Rosilene Corrêa coloca educação no centro de candidatura à Câmara dos Deputados
Professora aposentada, dirigente da CNTE e da TV Comunitária de Brasília defende valorização dos profissionais da educação, participação política da juventude, combate à violência contra as mulheres e ampliação das oportunidades de trabalho e formação no Distrito Federal. Ela criticou a situação da educação no DF e defendeu a democratização da comunicação.
Brasília (DF) – Da infância no interior de Goiás à militância sindical em defesa da escola pública, a professora aposentada Rosilene Corrêa, candidata a deputada federal pelo PT do Distrito Federal, apresenta a educação como eixo central de sua trajetória e de seu projeto político. Em entrevista à TV Comunitária de Brasília, ela defendeu maior investimento no ensino público, valorização dos profissionais da educação, políticas para a juventude, combate à violência contra as mulheres e atuação parlamentar voltada à redução das desigualdades sociais.
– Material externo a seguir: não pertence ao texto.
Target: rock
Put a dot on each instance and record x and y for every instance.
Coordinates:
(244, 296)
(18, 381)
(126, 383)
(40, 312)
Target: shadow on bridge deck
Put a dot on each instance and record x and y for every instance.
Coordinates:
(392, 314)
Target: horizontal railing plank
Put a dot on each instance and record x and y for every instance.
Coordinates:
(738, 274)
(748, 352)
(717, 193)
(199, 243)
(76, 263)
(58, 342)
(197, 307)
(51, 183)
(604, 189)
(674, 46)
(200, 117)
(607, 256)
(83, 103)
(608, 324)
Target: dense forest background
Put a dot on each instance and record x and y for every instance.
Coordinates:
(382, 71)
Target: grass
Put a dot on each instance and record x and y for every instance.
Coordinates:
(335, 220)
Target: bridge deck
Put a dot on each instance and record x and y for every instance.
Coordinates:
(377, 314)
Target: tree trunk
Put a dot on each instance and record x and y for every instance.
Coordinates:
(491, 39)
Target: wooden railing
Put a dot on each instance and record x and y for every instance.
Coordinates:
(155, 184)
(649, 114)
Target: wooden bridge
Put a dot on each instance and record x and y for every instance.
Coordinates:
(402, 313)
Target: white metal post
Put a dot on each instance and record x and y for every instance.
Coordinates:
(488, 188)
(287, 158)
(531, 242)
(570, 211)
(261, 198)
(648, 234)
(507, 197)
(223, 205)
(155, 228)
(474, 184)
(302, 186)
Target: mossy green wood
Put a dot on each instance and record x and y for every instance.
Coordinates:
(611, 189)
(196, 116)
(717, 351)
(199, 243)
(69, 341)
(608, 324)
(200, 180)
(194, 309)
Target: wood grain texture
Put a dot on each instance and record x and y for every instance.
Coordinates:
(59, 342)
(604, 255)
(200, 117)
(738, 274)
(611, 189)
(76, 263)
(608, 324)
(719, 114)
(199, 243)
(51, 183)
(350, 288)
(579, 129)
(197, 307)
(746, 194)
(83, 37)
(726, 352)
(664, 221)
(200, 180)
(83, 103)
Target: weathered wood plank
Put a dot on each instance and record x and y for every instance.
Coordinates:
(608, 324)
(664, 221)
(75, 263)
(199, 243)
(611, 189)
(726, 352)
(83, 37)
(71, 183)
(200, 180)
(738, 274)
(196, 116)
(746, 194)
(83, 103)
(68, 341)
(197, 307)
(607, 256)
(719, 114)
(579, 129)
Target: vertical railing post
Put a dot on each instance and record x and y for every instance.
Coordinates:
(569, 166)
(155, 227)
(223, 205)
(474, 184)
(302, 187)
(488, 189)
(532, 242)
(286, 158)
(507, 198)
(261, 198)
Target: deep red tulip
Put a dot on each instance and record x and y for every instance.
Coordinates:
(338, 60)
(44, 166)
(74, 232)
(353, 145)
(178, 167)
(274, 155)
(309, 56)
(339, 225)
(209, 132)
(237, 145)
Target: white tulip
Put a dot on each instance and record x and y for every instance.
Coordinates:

Rosilene participou do programa Brasília Notícias, apresentado por Paulo Miranda, com participação de Pietra Rocha, em 10 de agosto. Diretora licenciada da TV Comunitária de Brasília, ela também foi dirigente do Sindicato dos Professores do Distrito Federal e atualmente integra a direção da Confederação Nacional dos Trabalhadores em Educação (CNTE).
Da roça à sala de aula
Durante a entrevista, Rosilene recuperou episódios de sua própria história para explicar a importância que atribui à educação. Nascida em Petrolina de Goiás, em uma família de seis filhos, sendo a única mulher entre cinco irmãos, ela viveu inicialmente em uma propriedade rural da família. A situação mudou quando o pai enfrentou dificuldades financeiras e precisou vender a fazenda e a casa.
A família mudou-se para a zona rural de Niquelândia. Rosilene contou que chegou a morar em um rancho de pau a pique e, aos 13 anos, ficou um ano fora da escola. “Quando eu fiquei sem estudar foi muito duro para mim”, recordou.
A possibilidade de retomar os estudos surgiu quando sua mãe decidiu que a filha deveria morar com uma tia. Aos 14 anos, Rosilene já estava distante dos pais para poder continuar sua formação. A partir daí, passou a conciliar estudo e trabalho. Cursou o magistério no ensino médio e começou a dar aulas aos 18 anos. Posteriormente, graduou-se em Pedagogia e ingressou na rede pública.
Depois de trabalhar em Goiás e em Santo Antônio do Descoberto, foi aprovada em concurso público no Distrito Federal e tomou posse em 1993. Em 2006, passou a atuar no movimento sindical dos professores, onde permaneceu por 15 anos. Em 2022, disputou uma vaga no Senado. “Fui a única dos seis filhos que se formou”, destacou.
Educação como política estruturante
Ao fazer um balanço de sua caminhada política, Rosilene afirmou que a educação permanece como sua principal bandeira. Para a candidata, porém, tratar da educação não significa discutir apenas escolas, professores e salas de aula. Ela relaciona a política educacional a questões como saúde, meio ambiente, proteção das mulheres, creches e redução das desigualdades.
“Se você melhora a educação, você está melhorando para todo mundo”, afirmou. Segundo Rosilene, a educação também deve desempenhar papel estratégico na prevenção da violência contra as mulheres, ao contribuir para a formação de crianças e jovens baseada no respeito e na igualdade.
Combate ao assédio e à violência contra as mulheres
Questionada por Pietra Rocha sobre o assédio contra mulheres na internet, Rosilene afirmou que o ambiente digital reproduz formas de violência presentes na sociedade. Na avaliação da candidata, o caráter aberto das plataformas digitais deveria ampliar a democracia e a participação social, mas precisa ser acompanhado pelo respeito aos direitos individuais.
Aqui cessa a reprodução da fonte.